Anita and Jenő desperately wanted to see Las Vegas, even though August at our home in L.A. was pretty darn hot. The Nevada deserts, of course, were even warmer: Hoover Dam's outdoor thermometer registered 136°F in the shade. My stepkids loved the inhuman heat and their mom, Anikó, ate it up with a spoon. I was usually dazed by the scorching weather, but I'm pretty sure I referred to all of them as "crazy Hungarians" more than once.

This summer, after my lovely bride suggested a trip to Death Valley, I began to detect a pattern. Much like swallows returning to Capistrano, Hungarians seem to have an inbred need to experience blistering heat at certain times of the year. When I hinted this might be the early warning sign of a severe genetic flaw, Anikó simply packed more beers into the cooler.

Lone Pine was our staging area. In the shadow of 14,491-foot Mt. Whitney (highest spot in the continental U.S.), we sipped our brewskis at sunset and watched four separate storms, each hurling thunderbolts and torrential rain onto the trackless waste just south of us. I shuddered while recalling some of the place names on our map: Desolation Canyon, Funeral Mountain, Devil's Cornfield, Stovepipe Wells, Furnace Creek. I was convinced we were heading into the maw of hell.

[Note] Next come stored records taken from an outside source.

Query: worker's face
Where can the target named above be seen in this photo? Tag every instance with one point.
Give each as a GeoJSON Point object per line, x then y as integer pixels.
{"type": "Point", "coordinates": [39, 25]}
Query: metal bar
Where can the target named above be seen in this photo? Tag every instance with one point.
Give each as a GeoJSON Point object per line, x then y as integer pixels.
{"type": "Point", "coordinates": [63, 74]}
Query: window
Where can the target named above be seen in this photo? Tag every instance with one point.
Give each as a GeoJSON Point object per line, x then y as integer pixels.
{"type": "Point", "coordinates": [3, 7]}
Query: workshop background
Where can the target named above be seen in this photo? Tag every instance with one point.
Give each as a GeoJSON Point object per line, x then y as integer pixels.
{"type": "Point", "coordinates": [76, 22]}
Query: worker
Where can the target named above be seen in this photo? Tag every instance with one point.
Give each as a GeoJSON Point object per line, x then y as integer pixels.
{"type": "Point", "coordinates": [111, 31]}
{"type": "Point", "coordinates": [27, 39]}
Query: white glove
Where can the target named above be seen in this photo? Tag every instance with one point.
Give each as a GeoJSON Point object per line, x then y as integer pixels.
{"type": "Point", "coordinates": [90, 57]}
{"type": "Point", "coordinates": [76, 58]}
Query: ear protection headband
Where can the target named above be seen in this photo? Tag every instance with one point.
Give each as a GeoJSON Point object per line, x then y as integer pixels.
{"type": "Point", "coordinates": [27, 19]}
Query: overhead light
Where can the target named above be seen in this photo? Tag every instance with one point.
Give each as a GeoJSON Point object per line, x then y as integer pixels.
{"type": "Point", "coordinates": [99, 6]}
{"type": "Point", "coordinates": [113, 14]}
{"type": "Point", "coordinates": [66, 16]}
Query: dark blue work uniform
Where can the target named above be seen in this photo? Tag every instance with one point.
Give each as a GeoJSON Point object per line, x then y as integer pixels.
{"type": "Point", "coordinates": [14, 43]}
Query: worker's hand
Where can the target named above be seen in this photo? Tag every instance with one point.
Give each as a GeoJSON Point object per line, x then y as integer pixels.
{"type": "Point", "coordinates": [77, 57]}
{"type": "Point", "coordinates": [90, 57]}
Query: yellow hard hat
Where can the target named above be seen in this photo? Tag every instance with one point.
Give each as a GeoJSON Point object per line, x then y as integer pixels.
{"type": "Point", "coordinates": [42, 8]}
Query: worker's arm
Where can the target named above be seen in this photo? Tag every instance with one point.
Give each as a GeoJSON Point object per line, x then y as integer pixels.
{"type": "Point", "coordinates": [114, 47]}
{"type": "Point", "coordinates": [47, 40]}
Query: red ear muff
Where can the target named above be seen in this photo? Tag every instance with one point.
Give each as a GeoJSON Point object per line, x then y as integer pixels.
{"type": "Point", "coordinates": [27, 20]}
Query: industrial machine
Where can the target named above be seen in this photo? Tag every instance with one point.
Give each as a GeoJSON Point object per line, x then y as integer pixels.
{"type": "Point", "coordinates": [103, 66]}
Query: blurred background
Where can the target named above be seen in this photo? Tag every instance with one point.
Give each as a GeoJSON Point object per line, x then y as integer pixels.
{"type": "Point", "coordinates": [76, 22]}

Much to my surprise, we survived the first day. In fact, we enjoyed a late-afternoon beer at the Forty Niner Cafe, a funky bistro in the middle of nowhere. They served up ice-cold Mojave Red, a tasty brew created by the same folks who make Sidewinder Missile Ale and Lobotomy Bock.

But during our sundown trek in the superheated air to nearby Zabriskie Point, it seemed strange that the other tourists used only foreign languages while gasping for breath. We heard no words in English, not even discouraging ones. I seriously considered revising my Hungarian Heat-Gene Theory to include several other nationalities.

The ground temperature never cooled down that night, so our shoes still stuck to the pavement the next morning, when we emerged from the car after a couple hours of driving. "Badwater," I read aloud from our guidebook. "At 282 feet below sea level, this salt flat is the lowest point in the western hemisphere." Despite the sheer cliff next to the road, there was no echo. The shimmering heat had sucked the words right out of my mouth.

We walked down the ramp in front of our car, onto a small wharf with ropes and posts, which steered visitors over to a solid part of the salty white ground. Anikó and I squinted at each other, feeling like explorers on the first expedition to a distant planet. We hadn't seen another soul on the road for nearly an hour, and the nearest stop was Dante's View, one mile straight up. But then, just as we started back to the ramp, another car pulled into the tiny parking lot. A young couple got out, and the guy glanced at our rear bumper, with its two oval country stickers: "USA" and "H." When we passed him, he greeted us with a casual "Sziasztok."

Of COURSE he was Hungarian. It made perfect sense to me. And I still believe this bizarre heat-seeking behavior involves some sort of genetic imperative.